The most foreign-currency mortgages in the third quarter of 2008 were given in Moscow (50.6 percent), St. Petersburg (21 percent), the Moscow region (30.6 percent) and the Primorye region (27 percent).

These figures suggest that missed mortgage payments and defaults will go up in the future, according to the agency, as the weakening ruble makes it harder to repay the loans.

Refinancing mortgages has also grown considerably more difficult. In early 2008, the Agency for Housing Mortgage Lending, according to its own figures, was purchasing 35 percent of banks' mortgage loans.

Toward the end of last year, the figure had risen to 80 percent, and the agency predicts that it will reach 95 percent in 2009.

The increased difficulty in obtaining mortgages is cutting demand and will lead to a fall in prices for real estate.

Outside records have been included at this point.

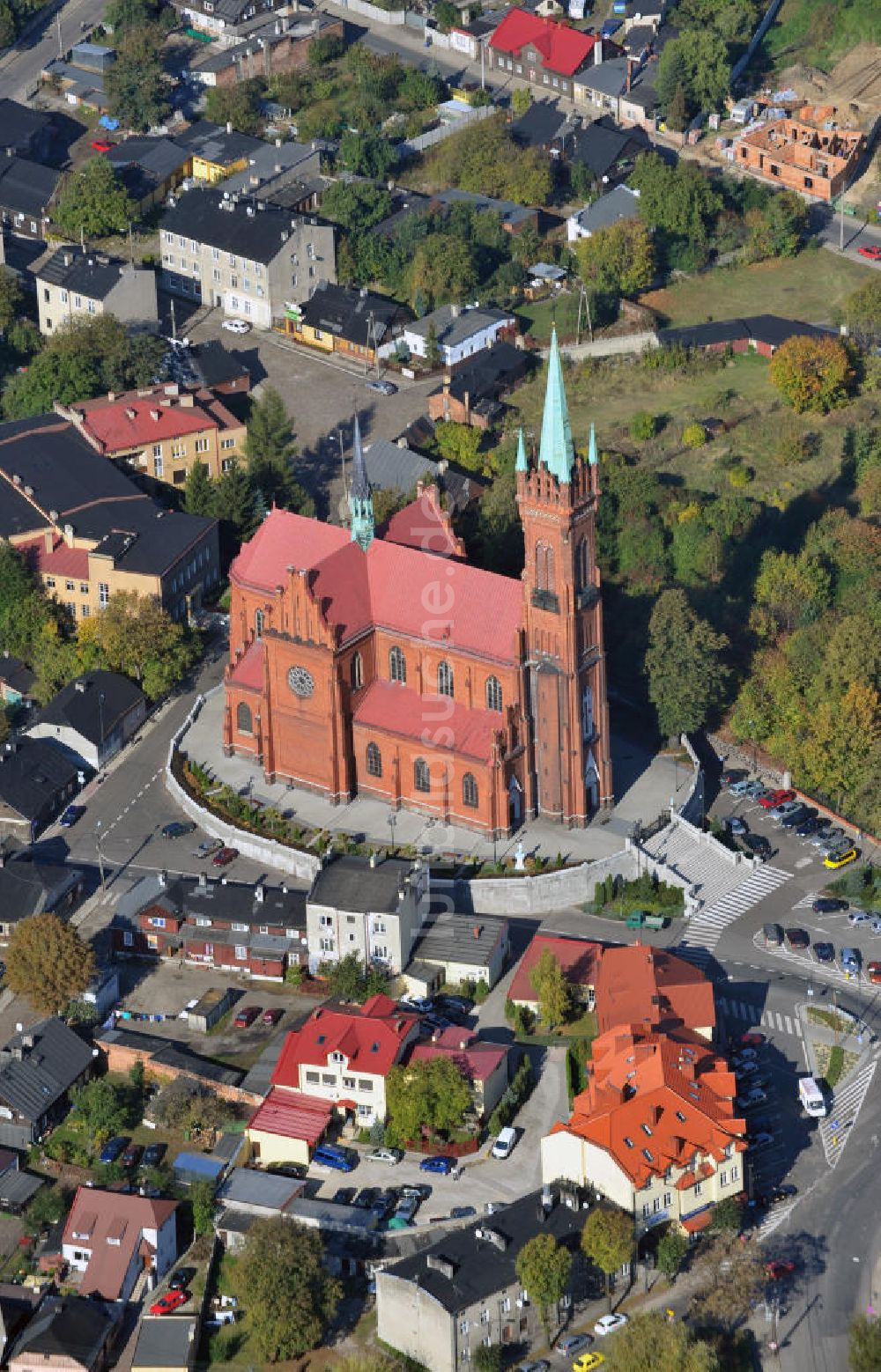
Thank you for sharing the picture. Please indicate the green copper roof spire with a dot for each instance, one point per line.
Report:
(359, 497)
(522, 462)
(592, 447)
(556, 450)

"It makes sense to expect the largest corrections in real estate prices in regions where the mortgage lending rate was more than 20 percent, the volume of mortgage lending is decreasing and the number of apartment purchases is declining," the agency's analysts concluded in the report, without identifying specific regions.

A forecast for 2009 should be made based on the figures for the second half of last year, or roughly 250 billion rubles in loans, said Alexei Dorosh, the director of CreditMart's sales department. Even the figure of 250 billion rubles -- possible in the second half of 2009 -- looks unlikely for the first six months.

As a result, Dorosh said, a maximum of 400 billion rubles in loans, up to 330 billion rubles of which will be new mortgages, can be expected in 2009.

Mortgage resale and refinancing for borrowers looking to switch from foreign currencies to the ruble will make up the remainder, he said.